The show is a heartbreaking and hilarious story that engulfs the audience in a general uneasy “what the hell is going on” feeling. It’s hard to tell if you should laugh or cry. The story has many twists and turns, making it hard to adequately describe how good it is without spoiling it.

Nicholas Newel makes for a great director because the show was entirely on point. The set designer also deserves major props (no point intended). They made so much happen with such a simple space.

The soundtrack of the show fed the story in a unique way that added to the mysterious feel of the play.

The cast had no weak points; every actor engulfed their character in a totally believable way.

Marissa Carey stood out as the lead, Claire, a woman suffering from a rare form of amnesia. She was so lovable and deep in a role that was relatively shallow due to the fact she can’t remember anything.

Brian Coote played a kooky and creepy masked man who also had stellar acting. His character was both funny and unsettling, especially as the story reaches the climax. His make-up alone is worth going to see, mad props to the artist behind that.

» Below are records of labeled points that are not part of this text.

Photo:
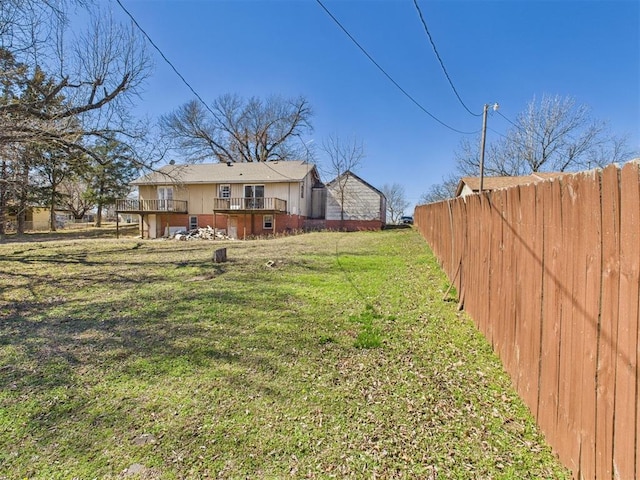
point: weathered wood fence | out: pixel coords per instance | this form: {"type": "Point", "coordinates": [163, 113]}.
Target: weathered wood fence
{"type": "Point", "coordinates": [550, 274]}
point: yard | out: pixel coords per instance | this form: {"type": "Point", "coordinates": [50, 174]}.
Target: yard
{"type": "Point", "coordinates": [325, 355]}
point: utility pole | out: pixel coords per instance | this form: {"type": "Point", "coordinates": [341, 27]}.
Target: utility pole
{"type": "Point", "coordinates": [482, 142]}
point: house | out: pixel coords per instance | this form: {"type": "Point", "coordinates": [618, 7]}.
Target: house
{"type": "Point", "coordinates": [252, 199]}
{"type": "Point", "coordinates": [471, 185]}
{"type": "Point", "coordinates": [353, 204]}
{"type": "Point", "coordinates": [241, 199]}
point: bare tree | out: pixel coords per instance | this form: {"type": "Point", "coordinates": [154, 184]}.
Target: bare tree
{"type": "Point", "coordinates": [344, 156]}
{"type": "Point", "coordinates": [59, 90]}
{"type": "Point", "coordinates": [554, 134]}
{"type": "Point", "coordinates": [80, 87]}
{"type": "Point", "coordinates": [236, 130]}
{"type": "Point", "coordinates": [441, 191]}
{"type": "Point", "coordinates": [396, 201]}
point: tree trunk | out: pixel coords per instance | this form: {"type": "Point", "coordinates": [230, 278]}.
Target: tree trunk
{"type": "Point", "coordinates": [3, 197]}
{"type": "Point", "coordinates": [99, 216]}
{"type": "Point", "coordinates": [52, 211]}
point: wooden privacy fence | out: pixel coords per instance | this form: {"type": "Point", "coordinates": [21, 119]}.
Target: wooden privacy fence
{"type": "Point", "coordinates": [550, 274]}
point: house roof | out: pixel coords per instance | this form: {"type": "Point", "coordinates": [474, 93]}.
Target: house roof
{"type": "Point", "coordinates": [351, 174]}
{"type": "Point", "coordinates": [263, 172]}
{"type": "Point", "coordinates": [496, 183]}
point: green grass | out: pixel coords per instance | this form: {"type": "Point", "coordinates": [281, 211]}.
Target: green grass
{"type": "Point", "coordinates": [326, 355]}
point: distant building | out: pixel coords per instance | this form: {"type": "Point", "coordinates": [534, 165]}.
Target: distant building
{"type": "Point", "coordinates": [471, 185]}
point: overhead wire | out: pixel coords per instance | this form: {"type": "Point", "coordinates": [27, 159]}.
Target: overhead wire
{"type": "Point", "coordinates": [519, 128]}
{"type": "Point", "coordinates": [389, 77]}
{"type": "Point", "coordinates": [444, 69]}
{"type": "Point", "coordinates": [182, 78]}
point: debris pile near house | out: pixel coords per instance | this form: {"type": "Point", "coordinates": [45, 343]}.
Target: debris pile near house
{"type": "Point", "coordinates": [203, 233]}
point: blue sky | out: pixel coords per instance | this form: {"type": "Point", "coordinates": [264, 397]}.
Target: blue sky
{"type": "Point", "coordinates": [507, 51]}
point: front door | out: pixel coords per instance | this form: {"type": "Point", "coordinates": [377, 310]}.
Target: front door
{"type": "Point", "coordinates": [254, 196]}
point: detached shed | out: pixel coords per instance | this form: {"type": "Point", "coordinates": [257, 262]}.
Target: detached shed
{"type": "Point", "coordinates": [353, 204]}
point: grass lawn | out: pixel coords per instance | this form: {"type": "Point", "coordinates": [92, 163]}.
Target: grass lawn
{"type": "Point", "coordinates": [325, 355]}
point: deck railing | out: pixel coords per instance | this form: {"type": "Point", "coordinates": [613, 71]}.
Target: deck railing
{"type": "Point", "coordinates": [250, 203]}
{"type": "Point", "coordinates": [127, 205]}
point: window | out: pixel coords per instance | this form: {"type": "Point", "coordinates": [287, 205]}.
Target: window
{"type": "Point", "coordinates": [254, 196]}
{"type": "Point", "coordinates": [165, 198]}
{"type": "Point", "coordinates": [224, 191]}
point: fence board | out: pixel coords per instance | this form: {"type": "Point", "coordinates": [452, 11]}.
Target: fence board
{"type": "Point", "coordinates": [608, 322]}
{"type": "Point", "coordinates": [551, 310]}
{"type": "Point", "coordinates": [624, 454]}
{"type": "Point", "coordinates": [587, 311]}
{"type": "Point", "coordinates": [529, 299]}
{"type": "Point", "coordinates": [551, 275]}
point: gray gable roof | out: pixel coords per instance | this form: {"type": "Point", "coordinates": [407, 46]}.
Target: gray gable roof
{"type": "Point", "coordinates": [252, 172]}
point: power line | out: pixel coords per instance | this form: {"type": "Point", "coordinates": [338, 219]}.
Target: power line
{"type": "Point", "coordinates": [165, 58]}
{"type": "Point", "coordinates": [372, 60]}
{"type": "Point", "coordinates": [435, 50]}
{"type": "Point", "coordinates": [184, 80]}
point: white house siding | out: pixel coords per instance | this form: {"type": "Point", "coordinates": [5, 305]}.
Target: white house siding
{"type": "Point", "coordinates": [361, 202]}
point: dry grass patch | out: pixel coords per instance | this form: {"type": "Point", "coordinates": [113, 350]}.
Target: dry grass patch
{"type": "Point", "coordinates": [143, 359]}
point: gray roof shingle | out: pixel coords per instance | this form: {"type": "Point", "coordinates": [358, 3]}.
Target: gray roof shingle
{"type": "Point", "coordinates": [263, 172]}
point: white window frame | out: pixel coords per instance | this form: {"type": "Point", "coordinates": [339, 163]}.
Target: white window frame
{"type": "Point", "coordinates": [224, 190]}
{"type": "Point", "coordinates": [165, 197]}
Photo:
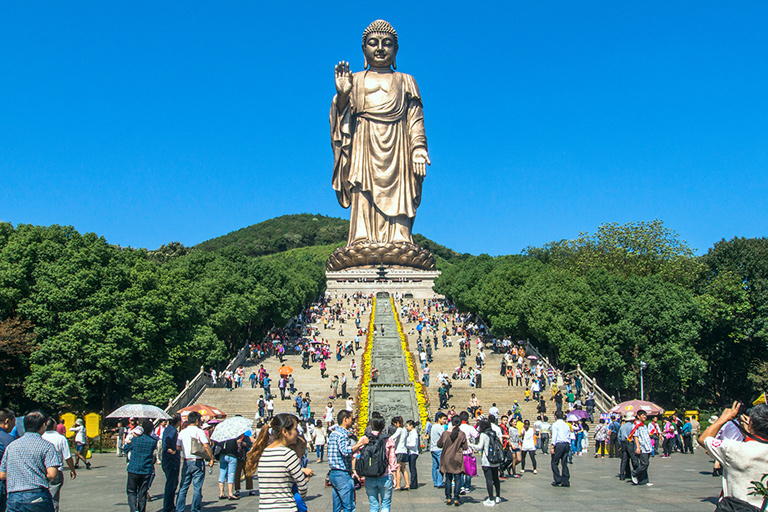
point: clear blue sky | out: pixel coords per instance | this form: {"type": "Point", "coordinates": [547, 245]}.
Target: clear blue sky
{"type": "Point", "coordinates": [149, 122]}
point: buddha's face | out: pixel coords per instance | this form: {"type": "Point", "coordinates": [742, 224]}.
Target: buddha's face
{"type": "Point", "coordinates": [380, 50]}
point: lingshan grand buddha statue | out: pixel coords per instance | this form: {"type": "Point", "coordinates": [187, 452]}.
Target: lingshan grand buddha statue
{"type": "Point", "coordinates": [380, 156]}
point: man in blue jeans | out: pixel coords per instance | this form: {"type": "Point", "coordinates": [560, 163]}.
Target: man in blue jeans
{"type": "Point", "coordinates": [171, 462]}
{"type": "Point", "coordinates": [28, 465]}
{"type": "Point", "coordinates": [193, 472]}
{"type": "Point", "coordinates": [379, 488]}
{"type": "Point", "coordinates": [340, 450]}
{"type": "Point", "coordinates": [435, 432]}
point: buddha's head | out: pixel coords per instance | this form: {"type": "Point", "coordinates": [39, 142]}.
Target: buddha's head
{"type": "Point", "coordinates": [380, 45]}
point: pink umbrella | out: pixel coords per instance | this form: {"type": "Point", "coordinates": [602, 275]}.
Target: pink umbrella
{"type": "Point", "coordinates": [632, 406]}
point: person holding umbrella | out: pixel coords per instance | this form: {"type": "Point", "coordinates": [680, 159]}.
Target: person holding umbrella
{"type": "Point", "coordinates": [140, 466]}
{"type": "Point", "coordinates": [171, 462]}
{"type": "Point", "coordinates": [642, 454]}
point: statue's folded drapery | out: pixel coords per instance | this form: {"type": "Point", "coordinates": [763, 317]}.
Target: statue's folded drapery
{"type": "Point", "coordinates": [372, 149]}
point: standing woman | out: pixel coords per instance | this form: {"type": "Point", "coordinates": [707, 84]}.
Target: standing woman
{"type": "Point", "coordinates": [490, 471]}
{"type": "Point", "coordinates": [528, 448]}
{"type": "Point", "coordinates": [601, 436]}
{"type": "Point", "coordinates": [306, 412]}
{"type": "Point", "coordinates": [277, 464]}
{"type": "Point", "coordinates": [453, 442]}
{"type": "Point", "coordinates": [401, 452]}
{"type": "Point", "coordinates": [669, 437]}
{"type": "Point", "coordinates": [319, 439]}
{"type": "Point", "coordinates": [412, 445]}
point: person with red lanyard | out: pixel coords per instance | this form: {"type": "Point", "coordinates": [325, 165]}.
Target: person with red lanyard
{"type": "Point", "coordinates": [742, 461]}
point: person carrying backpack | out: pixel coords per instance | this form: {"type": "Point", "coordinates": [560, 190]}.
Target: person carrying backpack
{"type": "Point", "coordinates": [489, 445]}
{"type": "Point", "coordinates": [378, 463]}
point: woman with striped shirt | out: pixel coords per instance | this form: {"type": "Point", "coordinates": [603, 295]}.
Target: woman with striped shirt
{"type": "Point", "coordinates": [278, 466]}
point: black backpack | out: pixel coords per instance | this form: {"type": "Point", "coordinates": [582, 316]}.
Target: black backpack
{"type": "Point", "coordinates": [495, 449]}
{"type": "Point", "coordinates": [373, 458]}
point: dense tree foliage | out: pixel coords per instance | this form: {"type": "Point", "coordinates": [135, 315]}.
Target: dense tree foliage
{"type": "Point", "coordinates": [96, 324]}
{"type": "Point", "coordinates": [633, 293]}
{"type": "Point", "coordinates": [282, 234]}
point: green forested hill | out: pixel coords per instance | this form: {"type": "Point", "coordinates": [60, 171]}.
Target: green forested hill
{"type": "Point", "coordinates": [86, 325]}
{"type": "Point", "coordinates": [305, 230]}
{"type": "Point", "coordinates": [632, 293]}
{"type": "Point", "coordinates": [282, 234]}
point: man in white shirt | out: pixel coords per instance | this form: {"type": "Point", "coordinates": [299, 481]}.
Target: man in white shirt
{"type": "Point", "coordinates": [742, 461]}
{"type": "Point", "coordinates": [434, 436]}
{"type": "Point", "coordinates": [472, 435]}
{"type": "Point", "coordinates": [62, 446]}
{"type": "Point", "coordinates": [561, 445]}
{"type": "Point", "coordinates": [193, 472]}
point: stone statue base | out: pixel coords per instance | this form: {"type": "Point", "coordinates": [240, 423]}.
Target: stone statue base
{"type": "Point", "coordinates": [373, 254]}
{"type": "Point", "coordinates": [409, 283]}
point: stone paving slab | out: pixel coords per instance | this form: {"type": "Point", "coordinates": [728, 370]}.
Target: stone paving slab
{"type": "Point", "coordinates": [681, 483]}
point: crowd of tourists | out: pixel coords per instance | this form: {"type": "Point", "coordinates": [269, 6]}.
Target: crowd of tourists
{"type": "Point", "coordinates": [463, 440]}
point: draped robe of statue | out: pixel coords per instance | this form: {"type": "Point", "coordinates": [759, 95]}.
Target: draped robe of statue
{"type": "Point", "coordinates": [373, 142]}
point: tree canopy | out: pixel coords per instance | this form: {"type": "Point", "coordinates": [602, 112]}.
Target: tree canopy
{"type": "Point", "coordinates": [632, 293]}
{"type": "Point", "coordinates": [96, 324]}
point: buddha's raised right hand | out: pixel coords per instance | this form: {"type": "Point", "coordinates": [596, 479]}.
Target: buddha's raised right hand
{"type": "Point", "coordinates": [343, 79]}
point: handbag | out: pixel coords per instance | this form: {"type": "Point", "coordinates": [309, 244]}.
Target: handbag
{"type": "Point", "coordinates": [198, 448]}
{"type": "Point", "coordinates": [470, 465]}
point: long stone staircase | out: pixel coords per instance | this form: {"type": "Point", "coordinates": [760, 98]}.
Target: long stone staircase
{"type": "Point", "coordinates": [243, 401]}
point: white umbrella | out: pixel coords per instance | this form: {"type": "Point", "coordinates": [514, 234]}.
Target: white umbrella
{"type": "Point", "coordinates": [139, 411]}
{"type": "Point", "coordinates": [231, 428]}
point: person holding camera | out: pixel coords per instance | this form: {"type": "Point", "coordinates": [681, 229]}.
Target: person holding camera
{"type": "Point", "coordinates": [742, 461]}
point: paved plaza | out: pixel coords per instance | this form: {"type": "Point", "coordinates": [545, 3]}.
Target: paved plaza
{"type": "Point", "coordinates": [681, 483]}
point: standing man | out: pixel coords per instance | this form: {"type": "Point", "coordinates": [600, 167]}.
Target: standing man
{"type": "Point", "coordinates": [62, 447]}
{"type": "Point", "coordinates": [686, 431]}
{"type": "Point", "coordinates": [340, 450]}
{"type": "Point", "coordinates": [7, 422]}
{"type": "Point", "coordinates": [171, 461]}
{"type": "Point", "coordinates": [544, 433]}
{"type": "Point", "coordinates": [434, 436]}
{"type": "Point", "coordinates": [561, 445]}
{"type": "Point", "coordinates": [282, 384]}
{"type": "Point", "coordinates": [613, 439]}
{"type": "Point", "coordinates": [140, 466]}
{"type": "Point", "coordinates": [80, 441]}
{"type": "Point", "coordinates": [189, 443]}
{"type": "Point", "coordinates": [695, 428]}
{"type": "Point", "coordinates": [28, 465]}
{"type": "Point", "coordinates": [643, 448]}
{"type": "Point", "coordinates": [625, 446]}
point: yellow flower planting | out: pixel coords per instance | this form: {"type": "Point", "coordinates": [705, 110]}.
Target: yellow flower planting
{"type": "Point", "coordinates": [421, 396]}
{"type": "Point", "coordinates": [363, 391]}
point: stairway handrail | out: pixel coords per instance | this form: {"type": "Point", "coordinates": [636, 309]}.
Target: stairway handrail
{"type": "Point", "coordinates": [603, 400]}
{"type": "Point", "coordinates": [202, 380]}
{"type": "Point", "coordinates": [190, 393]}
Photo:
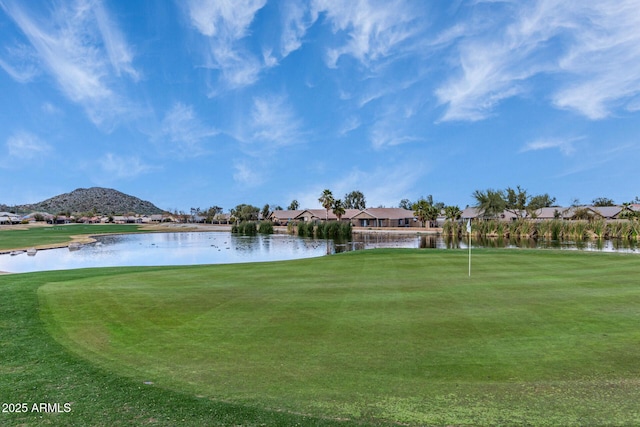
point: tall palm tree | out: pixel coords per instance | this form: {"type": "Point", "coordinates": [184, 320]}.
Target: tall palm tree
{"type": "Point", "coordinates": [338, 209]}
{"type": "Point", "coordinates": [490, 202]}
{"type": "Point", "coordinates": [326, 200]}
{"type": "Point", "coordinates": [452, 213]}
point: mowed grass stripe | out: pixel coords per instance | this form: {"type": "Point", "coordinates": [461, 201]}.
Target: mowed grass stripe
{"type": "Point", "coordinates": [387, 335]}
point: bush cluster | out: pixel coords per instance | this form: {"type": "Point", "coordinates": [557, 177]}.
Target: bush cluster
{"type": "Point", "coordinates": [554, 229]}
{"type": "Point", "coordinates": [251, 228]}
{"type": "Point", "coordinates": [323, 230]}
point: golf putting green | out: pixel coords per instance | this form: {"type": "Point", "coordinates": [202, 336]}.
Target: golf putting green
{"type": "Point", "coordinates": [401, 335]}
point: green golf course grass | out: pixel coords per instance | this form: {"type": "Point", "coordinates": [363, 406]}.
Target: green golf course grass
{"type": "Point", "coordinates": [42, 236]}
{"type": "Point", "coordinates": [375, 337]}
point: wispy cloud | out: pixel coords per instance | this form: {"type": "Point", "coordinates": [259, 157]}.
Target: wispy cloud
{"type": "Point", "coordinates": [374, 28]}
{"type": "Point", "coordinates": [184, 132]}
{"type": "Point", "coordinates": [595, 55]}
{"type": "Point", "coordinates": [118, 167]}
{"type": "Point", "coordinates": [382, 186]}
{"type": "Point", "coordinates": [246, 175]}
{"type": "Point", "coordinates": [350, 124]}
{"type": "Point", "coordinates": [71, 44]}
{"type": "Point", "coordinates": [603, 60]}
{"type": "Point", "coordinates": [296, 20]}
{"type": "Point", "coordinates": [566, 146]}
{"type": "Point", "coordinates": [22, 65]}
{"type": "Point", "coordinates": [118, 50]}
{"type": "Point", "coordinates": [223, 23]}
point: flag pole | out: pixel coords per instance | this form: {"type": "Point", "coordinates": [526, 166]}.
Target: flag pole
{"type": "Point", "coordinates": [469, 233]}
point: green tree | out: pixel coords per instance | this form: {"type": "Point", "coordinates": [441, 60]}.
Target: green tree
{"type": "Point", "coordinates": [265, 211]}
{"type": "Point", "coordinates": [516, 201]}
{"type": "Point", "coordinates": [244, 212]}
{"type": "Point", "coordinates": [452, 213]}
{"type": "Point", "coordinates": [405, 204]}
{"type": "Point", "coordinates": [425, 211]}
{"type": "Point", "coordinates": [603, 201]}
{"type": "Point", "coordinates": [212, 212]}
{"type": "Point", "coordinates": [338, 209]}
{"type": "Point", "coordinates": [326, 200]}
{"type": "Point", "coordinates": [355, 200]}
{"type": "Point", "coordinates": [540, 201]}
{"type": "Point", "coordinates": [489, 202]}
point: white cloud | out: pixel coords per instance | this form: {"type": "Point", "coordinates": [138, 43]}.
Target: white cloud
{"type": "Point", "coordinates": [350, 124]}
{"type": "Point", "coordinates": [566, 146]}
{"type": "Point", "coordinates": [23, 66]}
{"type": "Point", "coordinates": [223, 23]}
{"type": "Point", "coordinates": [27, 146]}
{"type": "Point", "coordinates": [70, 44]}
{"type": "Point", "coordinates": [604, 59]}
{"type": "Point", "coordinates": [297, 18]}
{"type": "Point", "coordinates": [592, 47]}
{"type": "Point", "coordinates": [185, 131]}
{"type": "Point", "coordinates": [375, 29]}
{"type": "Point", "coordinates": [118, 167]}
{"type": "Point", "coordinates": [118, 50]}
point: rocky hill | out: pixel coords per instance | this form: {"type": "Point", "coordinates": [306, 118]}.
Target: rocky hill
{"type": "Point", "coordinates": [96, 199]}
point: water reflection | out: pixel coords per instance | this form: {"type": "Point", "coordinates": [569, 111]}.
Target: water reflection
{"type": "Point", "coordinates": [157, 249]}
{"type": "Point", "coordinates": [221, 248]}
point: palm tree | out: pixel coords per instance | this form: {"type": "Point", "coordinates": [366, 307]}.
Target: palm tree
{"type": "Point", "coordinates": [490, 202]}
{"type": "Point", "coordinates": [326, 200]}
{"type": "Point", "coordinates": [452, 213]}
{"type": "Point", "coordinates": [338, 209]}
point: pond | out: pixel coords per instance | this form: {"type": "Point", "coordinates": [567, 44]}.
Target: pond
{"type": "Point", "coordinates": [191, 248]}
{"type": "Point", "coordinates": [154, 249]}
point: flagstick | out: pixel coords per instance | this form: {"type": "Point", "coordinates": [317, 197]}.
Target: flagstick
{"type": "Point", "coordinates": [469, 231]}
{"type": "Point", "coordinates": [469, 253]}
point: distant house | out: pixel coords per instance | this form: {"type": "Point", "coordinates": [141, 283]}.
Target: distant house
{"type": "Point", "coordinates": [283, 217]}
{"type": "Point", "coordinates": [385, 217]}
{"type": "Point", "coordinates": [9, 218]}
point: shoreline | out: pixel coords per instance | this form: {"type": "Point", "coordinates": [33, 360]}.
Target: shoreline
{"type": "Point", "coordinates": [84, 239]}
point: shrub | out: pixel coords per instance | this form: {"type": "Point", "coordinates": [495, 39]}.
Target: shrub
{"type": "Point", "coordinates": [246, 228]}
{"type": "Point", "coordinates": [265, 227]}
{"type": "Point", "coordinates": [305, 229]}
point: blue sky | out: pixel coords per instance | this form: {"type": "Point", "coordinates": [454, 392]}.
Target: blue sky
{"type": "Point", "coordinates": [197, 103]}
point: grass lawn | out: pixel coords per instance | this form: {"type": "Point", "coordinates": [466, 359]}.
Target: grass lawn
{"type": "Point", "coordinates": [58, 234]}
{"type": "Point", "coordinates": [373, 337]}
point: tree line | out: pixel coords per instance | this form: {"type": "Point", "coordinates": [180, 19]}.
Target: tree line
{"type": "Point", "coordinates": [490, 202]}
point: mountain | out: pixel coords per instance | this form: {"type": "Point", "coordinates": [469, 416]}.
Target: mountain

Chryssie Lewis stood out for her portrayal of the stroke-victem grandma. She had several one-liners that left the audience laughing. Her character is also responsible for the title, Fuddy Meers, which is “stroke talk” for Funny Mirrors, like seen in a fun-house, that distort reality.

Alan Waters played the impossible-to-hate Millet. His shining moments were with his side-kick (and also alter ego) Hinky Binky. The puppet was by far the most vulgar in the show, his one liners were wonderful and quirky.

The story is dark, darker then some audience members expected. There are some very heavy moments and unsettling situations, but those are what make the show what it is. Watching Claire realize what she’s been through is heartbreaking and disheartening. The show itself, however, gives the underlying feeling of hope. However, by the end you’re left with more questions than answers, it’s thought provoking and deep yet laugh out loud funny.

This play is a must see, it’s playing until March 5th and should not be missed.